Witness feared car would ‘kill someone’

Written by admin on 30/07/2019 Categories: 佛山桑拿网

A witness feared someone would be killed when she saw a Mercedes-Benz allegedly driven by Tasmania’s director of public prosecutions travelling in the wrong lane.


Sabina Van Ingen has told a Hobart court she passed the car shortly before it was involved in a fatal crash.

Prosecutors allege DPP Tim Ellis was driving in an overtaking lane for oncoming traffic when the Mercedes collided with a Toyota Corolla last year.

The Toyota’s driver, 27-year-old Launceston woman Natalia Pearn, was killed.

Ellis has pleaded not guilty to a charge of causing death by negligent driving.

Ms Van Ingen became emotional as she described her feelings on passing the Mercedes.

“I said to my husband that he’s going to kill somebody,” she told the Hobart Magistrates Court.

Ms Van Ingen said she didn’t have time to flash her headlights at the car as she watched it stay within the lane for around 100 metres.

She heard of the fatal crash in a phone call to her father that evening and called police.

Other witnesses told of their fears of an accident when they observed a car in the wrong lane on the Midland Highway between Hobart and Launceston.

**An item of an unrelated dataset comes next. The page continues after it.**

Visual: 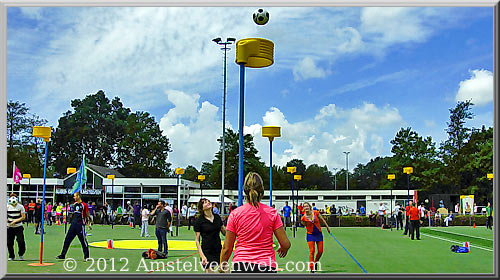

Jane Bird, a passenger in the car behind Ellis’s, said the southbound Mercedes moved into the wrong lane for no apparent reason.

“My first thought was … what is that car doing?” Ms Bird said.

“(We) thought potentially something terrible could happen.”

Ms Bird said the car was driven “smoothly and quite controlled” in a middle lane meant for northbound traffic.

She told the driver of the car she was in to slow down.

The pair came across the aftermath of the crash, which also included a third car, when they rounded a bend.

Crash investigators have told the court the head-on impact most likely occurred in the northbound middle lane.

They say there is no evidence of strong braking or violent steering from either car.

Ellis told police in an interview soon after the accident he didn’t recall the first impact, with the Toyota.

He said he had been diagnosed with sleep apnoea for 18 months and it would be the only explanation if his car had been in the wrong lane.

The hearing will continue on Wednesday.